And don't be fooled by the simple three-digit marketing. Bruce Bartlett over at Economix writes that the tax could prove nearly as much of a headache as the existing code:
How benefits would be treated is unclear, because purchases of things like health insurance might constitute a purchase from another company and remain deductible. If so, what is to stop a company from paying its employees by leasing their cars and homes for them and even buying their food and clothing? That would reduce their taxable revenue.
The abolition of any deduction for wages is likely to raise the cost of employing workers, even with abolition of the employers' share of the payroll tax. And since the dividend deduction doesn't appear to be related to profitability, companies could borrow to pay dividends and still get the deduction. Even a novice tax lawyer could easily make a tax shelter out of that.
Second, consider the taxpayers. "The bottom line is that people at the bottom will pay much more unless there's something to protect them, and people at the top will pay much less unless there's something to stop them," Roberton Williams from the Tax Policy Center told me. Consider the 18 percent of households who pay neither payroll nor federal income tax (on account of low wages and high tax credits). Their tax burden will immediately go from zero percent to 18 percent. Now consider the top percentile that makes an outsized share of their income through the capital gains tax. Their tax burdens could easily fall by "more than half," Williams said, adding: "This is very much a regressive plan."

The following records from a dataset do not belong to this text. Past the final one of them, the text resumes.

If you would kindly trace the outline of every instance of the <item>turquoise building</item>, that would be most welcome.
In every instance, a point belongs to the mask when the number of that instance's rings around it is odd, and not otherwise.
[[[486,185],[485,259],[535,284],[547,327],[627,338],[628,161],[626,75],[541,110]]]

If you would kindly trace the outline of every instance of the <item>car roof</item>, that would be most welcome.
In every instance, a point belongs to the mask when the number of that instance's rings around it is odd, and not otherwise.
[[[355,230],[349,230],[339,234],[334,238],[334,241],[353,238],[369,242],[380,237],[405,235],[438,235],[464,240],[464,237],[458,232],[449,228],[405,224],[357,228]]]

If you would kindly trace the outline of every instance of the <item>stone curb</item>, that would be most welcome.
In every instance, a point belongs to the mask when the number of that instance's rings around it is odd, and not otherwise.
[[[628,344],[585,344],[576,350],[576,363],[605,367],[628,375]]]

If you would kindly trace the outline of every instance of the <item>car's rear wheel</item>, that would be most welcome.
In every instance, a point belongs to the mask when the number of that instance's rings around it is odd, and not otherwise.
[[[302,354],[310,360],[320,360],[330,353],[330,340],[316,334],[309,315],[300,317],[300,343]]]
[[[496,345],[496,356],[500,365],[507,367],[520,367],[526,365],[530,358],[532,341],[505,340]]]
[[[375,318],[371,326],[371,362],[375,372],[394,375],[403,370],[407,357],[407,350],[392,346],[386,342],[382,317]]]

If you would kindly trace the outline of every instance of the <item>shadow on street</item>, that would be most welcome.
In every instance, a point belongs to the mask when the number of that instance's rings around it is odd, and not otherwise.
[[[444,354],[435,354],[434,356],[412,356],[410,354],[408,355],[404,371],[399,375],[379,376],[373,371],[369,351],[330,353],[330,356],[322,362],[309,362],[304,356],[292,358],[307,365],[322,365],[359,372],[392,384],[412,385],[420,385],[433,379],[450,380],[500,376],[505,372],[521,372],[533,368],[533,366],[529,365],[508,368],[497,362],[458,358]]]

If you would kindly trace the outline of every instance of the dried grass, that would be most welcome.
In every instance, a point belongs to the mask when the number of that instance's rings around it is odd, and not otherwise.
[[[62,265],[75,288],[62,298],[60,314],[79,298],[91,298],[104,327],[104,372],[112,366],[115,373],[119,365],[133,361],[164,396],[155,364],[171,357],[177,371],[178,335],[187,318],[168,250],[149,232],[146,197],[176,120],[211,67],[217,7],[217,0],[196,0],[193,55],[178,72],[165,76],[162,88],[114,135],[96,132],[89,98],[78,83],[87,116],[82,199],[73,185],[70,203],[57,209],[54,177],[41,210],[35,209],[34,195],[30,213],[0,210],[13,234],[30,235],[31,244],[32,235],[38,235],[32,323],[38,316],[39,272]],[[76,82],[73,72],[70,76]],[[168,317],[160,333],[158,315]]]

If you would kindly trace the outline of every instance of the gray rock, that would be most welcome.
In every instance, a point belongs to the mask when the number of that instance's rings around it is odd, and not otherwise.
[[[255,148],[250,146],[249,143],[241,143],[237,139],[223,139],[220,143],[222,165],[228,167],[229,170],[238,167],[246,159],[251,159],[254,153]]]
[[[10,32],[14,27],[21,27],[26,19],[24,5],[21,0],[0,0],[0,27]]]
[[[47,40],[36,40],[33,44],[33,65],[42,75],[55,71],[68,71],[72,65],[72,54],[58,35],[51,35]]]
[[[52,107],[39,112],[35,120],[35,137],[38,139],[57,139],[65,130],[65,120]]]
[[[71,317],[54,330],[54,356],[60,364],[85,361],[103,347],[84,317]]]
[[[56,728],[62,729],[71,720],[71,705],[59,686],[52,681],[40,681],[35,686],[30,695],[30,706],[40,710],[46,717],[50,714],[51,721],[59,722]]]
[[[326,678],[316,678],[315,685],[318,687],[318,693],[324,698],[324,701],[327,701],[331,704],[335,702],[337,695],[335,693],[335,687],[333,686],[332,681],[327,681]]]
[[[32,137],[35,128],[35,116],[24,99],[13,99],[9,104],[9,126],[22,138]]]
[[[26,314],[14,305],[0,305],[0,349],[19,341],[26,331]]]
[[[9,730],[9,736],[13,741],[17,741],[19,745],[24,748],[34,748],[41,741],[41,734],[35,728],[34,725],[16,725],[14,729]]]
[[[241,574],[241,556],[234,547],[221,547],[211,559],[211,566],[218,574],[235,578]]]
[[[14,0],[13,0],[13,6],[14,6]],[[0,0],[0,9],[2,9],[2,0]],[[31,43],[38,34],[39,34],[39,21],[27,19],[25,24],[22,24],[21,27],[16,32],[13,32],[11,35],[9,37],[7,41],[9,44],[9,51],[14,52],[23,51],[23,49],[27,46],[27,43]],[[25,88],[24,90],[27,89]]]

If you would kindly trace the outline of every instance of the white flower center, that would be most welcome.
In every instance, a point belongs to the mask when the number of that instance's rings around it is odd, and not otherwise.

Finally, consider the economy. It is true that reducing the tax on corporate income and eliminating the payroll and capital gains taxes will reduce the cost of hiring workers and making money in the U.S. Incentives matter, and it's in the national interest to have a simpler tax code with lower marginal rates. (A left-of-center suggestion: Reform the personal and corporate income tax codes to lower rates and phase in a carbon tax to help offset the payroll tax?) But the 9-9-9 plan pays for this increase in efficiency by raising taxes on the bottom third, eliminating Social Security's direct money stream and turning our redistributive tax code on its head while introducing a whole new tax to keep government funded.
In sum, Cain's plan cuts taxes for rich, raises rates on poor, hands a gimme to large corporations, and manages to create a tax that Republicans don't want. Pardon Michele Bachmann, but you don't need to turn this thing upside down to see it's a wickedly silly idea.